Thursday, September 29, 2005

The Safest Places

You know how when pets or young children are scared and they go to a place that makes them feel safe? I was wondering today what that place would be for me. You know, in case I ever turn into a scared pet.

My first response would be the floor next to my bed and night stand. It's a small little nook at the back of the apartment where I feel tucked away and hidden. But then I thought more about it, and I think that the place that would feel most safe to me in all the world would actually be the floor next to my parents bed on the side my dad sleeps on.

Obviously, I've got a strange thing with floors next to beds. But aside from that, I think the space next to where my dad sleeps is where I'd feel safest because (a) It's in my family home where I lived for a good majority of my life, (b) it's close to the space my dad occupies (when he sleeps) and he probably makes me feel safer than anyone I know (followed closely by my mom and my friend KM), and (c) it's way back in the corner of the house and hidden from view.

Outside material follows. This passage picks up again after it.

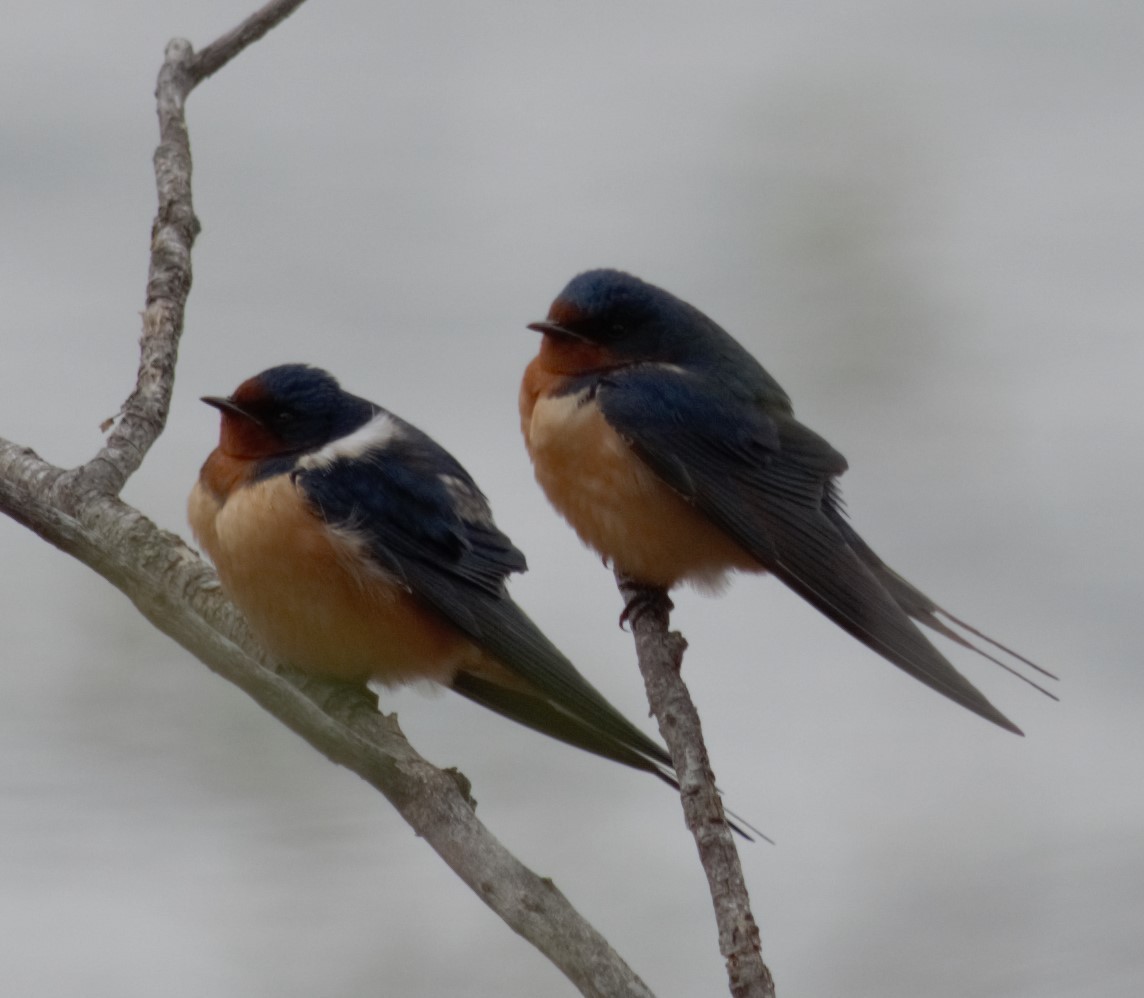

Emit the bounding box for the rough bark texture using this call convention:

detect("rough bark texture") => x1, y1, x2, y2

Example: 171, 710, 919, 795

I'm not sure what all this says about me, psychologically. I guess more of an interesting question to think about is why I feel an urge to think about those spaces that make me feel safe. There's a lot of change going on around me lately. Changes for me personally but also for many people I know. More and more I feel uncertain about everything--who I am, where I'm going, if I'm doing the right things, etc. Fall is here and the weather is unusually hot. It's like the whole world is in a unique period of transition and on some level that is scary.

Maybe figuring out my "safe place" was sort of like the emotional equivalent of packing an earthquake kit full of canned food and bottled water.